Overview: Thursday, November 10 (next release 2:00 p.m. on November 17)

Natural gas spot prices decreased at almost all market locations since Wednesday, November 2, as above normal temperatures persisted throughout the country and working gas storage injections continued. For the week (Wednesday to Wednesday), the price at the Henry Hub decreased $1.53 per MMBtu, or about 14 percent, to $9.31 per MMBtu. The NYMEX futures contract for December delivery at the Henry Hub gained about 7 cents since last Wednesday to close yesterday (November 9) at $11.669 per MMBtu. Natural gas in storage as of Friday, November 4, was 3,229 Bcf, which is 4 percent above the 5 year average. The spot price for West Texas Intermediate (WTI) crude oil decreased 10 cents per barrel, or less than 1 percent, since last Wednesday to trade yesterday at $59.65 per barrel or $10.28 per MMBtu.

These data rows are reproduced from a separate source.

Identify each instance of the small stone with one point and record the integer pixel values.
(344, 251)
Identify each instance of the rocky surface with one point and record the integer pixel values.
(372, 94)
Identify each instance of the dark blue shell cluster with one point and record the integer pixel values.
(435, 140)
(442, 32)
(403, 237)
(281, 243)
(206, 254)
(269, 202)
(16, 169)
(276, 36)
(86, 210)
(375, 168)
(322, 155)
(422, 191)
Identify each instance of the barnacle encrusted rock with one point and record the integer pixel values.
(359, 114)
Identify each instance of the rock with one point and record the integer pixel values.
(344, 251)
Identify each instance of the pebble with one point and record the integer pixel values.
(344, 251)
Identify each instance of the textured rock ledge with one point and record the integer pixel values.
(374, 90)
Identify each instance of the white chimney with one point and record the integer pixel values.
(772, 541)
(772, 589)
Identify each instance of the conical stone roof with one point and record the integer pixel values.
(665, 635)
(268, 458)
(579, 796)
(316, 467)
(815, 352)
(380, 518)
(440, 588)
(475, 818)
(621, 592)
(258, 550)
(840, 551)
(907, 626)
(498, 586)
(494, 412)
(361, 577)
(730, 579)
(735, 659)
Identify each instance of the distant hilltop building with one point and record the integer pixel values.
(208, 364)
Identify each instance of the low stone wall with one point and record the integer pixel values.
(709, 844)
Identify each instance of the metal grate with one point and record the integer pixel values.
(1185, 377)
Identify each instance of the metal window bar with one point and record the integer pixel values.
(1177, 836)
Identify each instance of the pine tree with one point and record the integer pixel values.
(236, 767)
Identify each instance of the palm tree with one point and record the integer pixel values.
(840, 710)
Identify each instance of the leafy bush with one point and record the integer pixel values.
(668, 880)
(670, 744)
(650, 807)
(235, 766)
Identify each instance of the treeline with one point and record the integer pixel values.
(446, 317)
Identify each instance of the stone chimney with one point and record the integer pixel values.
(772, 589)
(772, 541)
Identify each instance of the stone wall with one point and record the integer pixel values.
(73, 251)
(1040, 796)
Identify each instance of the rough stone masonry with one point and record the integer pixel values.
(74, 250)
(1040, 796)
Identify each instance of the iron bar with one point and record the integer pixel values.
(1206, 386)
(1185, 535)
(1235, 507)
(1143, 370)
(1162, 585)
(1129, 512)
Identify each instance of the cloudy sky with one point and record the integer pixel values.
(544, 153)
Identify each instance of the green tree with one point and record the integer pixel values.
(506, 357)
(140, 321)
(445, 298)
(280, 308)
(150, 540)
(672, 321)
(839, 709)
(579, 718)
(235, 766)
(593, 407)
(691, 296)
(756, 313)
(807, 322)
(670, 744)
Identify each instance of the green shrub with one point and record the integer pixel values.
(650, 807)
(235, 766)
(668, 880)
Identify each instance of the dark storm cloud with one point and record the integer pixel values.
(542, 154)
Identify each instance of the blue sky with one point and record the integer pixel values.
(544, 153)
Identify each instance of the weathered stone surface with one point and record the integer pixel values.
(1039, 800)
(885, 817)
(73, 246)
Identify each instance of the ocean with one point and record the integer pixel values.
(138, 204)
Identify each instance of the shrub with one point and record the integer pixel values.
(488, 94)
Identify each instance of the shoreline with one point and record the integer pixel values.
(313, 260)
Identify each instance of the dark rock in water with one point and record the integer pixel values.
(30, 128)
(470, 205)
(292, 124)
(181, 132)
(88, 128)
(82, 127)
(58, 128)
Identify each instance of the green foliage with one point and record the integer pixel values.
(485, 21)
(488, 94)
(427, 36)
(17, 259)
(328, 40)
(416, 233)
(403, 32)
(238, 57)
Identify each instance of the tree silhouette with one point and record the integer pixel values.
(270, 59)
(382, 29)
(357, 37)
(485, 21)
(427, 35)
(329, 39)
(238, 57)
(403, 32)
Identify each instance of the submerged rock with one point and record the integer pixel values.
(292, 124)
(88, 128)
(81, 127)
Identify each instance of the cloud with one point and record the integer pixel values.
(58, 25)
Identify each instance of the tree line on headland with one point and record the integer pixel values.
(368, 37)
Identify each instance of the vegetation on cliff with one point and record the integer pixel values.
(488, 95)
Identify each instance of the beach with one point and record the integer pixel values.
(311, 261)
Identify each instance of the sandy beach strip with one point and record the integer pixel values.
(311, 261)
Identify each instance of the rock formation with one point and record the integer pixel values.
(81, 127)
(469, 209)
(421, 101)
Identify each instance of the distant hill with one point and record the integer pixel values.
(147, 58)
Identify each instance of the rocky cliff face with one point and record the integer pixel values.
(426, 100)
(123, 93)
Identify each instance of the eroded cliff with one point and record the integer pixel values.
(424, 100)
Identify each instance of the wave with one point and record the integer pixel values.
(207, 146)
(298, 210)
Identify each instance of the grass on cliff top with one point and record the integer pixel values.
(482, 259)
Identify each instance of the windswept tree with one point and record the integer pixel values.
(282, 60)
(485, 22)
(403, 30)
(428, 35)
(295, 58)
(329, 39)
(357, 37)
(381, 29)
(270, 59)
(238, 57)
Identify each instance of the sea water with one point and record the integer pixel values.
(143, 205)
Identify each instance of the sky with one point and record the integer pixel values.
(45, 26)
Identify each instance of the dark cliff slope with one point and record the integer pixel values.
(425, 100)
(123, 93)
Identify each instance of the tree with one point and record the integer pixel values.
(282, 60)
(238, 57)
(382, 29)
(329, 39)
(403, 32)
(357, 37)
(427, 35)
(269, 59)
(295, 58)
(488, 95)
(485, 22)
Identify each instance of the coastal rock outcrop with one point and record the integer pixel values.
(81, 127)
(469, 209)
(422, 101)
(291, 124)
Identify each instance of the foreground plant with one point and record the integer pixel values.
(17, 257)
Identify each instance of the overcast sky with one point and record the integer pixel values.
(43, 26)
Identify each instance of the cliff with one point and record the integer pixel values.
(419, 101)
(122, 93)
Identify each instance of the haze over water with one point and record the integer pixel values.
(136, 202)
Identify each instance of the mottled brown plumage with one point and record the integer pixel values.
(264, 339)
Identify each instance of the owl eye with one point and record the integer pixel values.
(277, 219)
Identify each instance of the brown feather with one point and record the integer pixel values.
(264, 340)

Above normal temperatures across the country this week likely reduced heating or cooling demand in many key markets, as natural gas spot prices declined at almost all market locations. Also contributing to the lower prices were high-linepack operational flow orders on two California pipelines and ample gas storage levels in many locations, indicating high supplies in local markets. Although spot prices declined between 50 cents and $1.95 per MMBtu at most locations for the week, dramatic decreases were partially offset by rallies in the past two days of trading. Between Monday and Wednesday of this week, spot prices increased $1.07 per MMBtu on average and around $2 in some locations. Starting the report week at $10.84 per MMBtu, the Henry Hub spot price fell to $8.79 per MMBtu on Monday (November 7), which is the lowest price since the beginning of August. The Henry Hub spot price was $9.31 per MMBtu yesterday, a net decrease for the week of $1.53. Other locations in Louisiana, Alabama, and Mississippi saw some of the highest decreases for the country, averaging $1.63 per MMBtu. Prices in the Northeast region, which experienced unusually warm weather for this time of year, averaged $9.61 yesterday, a decrease of $1.51 per MMBtu for the week. Over the past two weeks natural gas spot prices have fallen between 27 and 50 percent as restoration to Gulf of Mexico supplies continues. Still, spot prices remain almost 50 percent higher, on average, than this time last year. Shut-in natural gas production in the Gulf of Mexico was 4.033 Bcf per day as of Wednesday, November 9, which is 1.01 Bcf per day less than on the previous Wednesday. Cumulative shut-in production since August 6, 2005, is 422 Bcf as of November 9, which is equivalent to 9.8 percent of the yearly production of gas in the Federal Gulf of Mexico.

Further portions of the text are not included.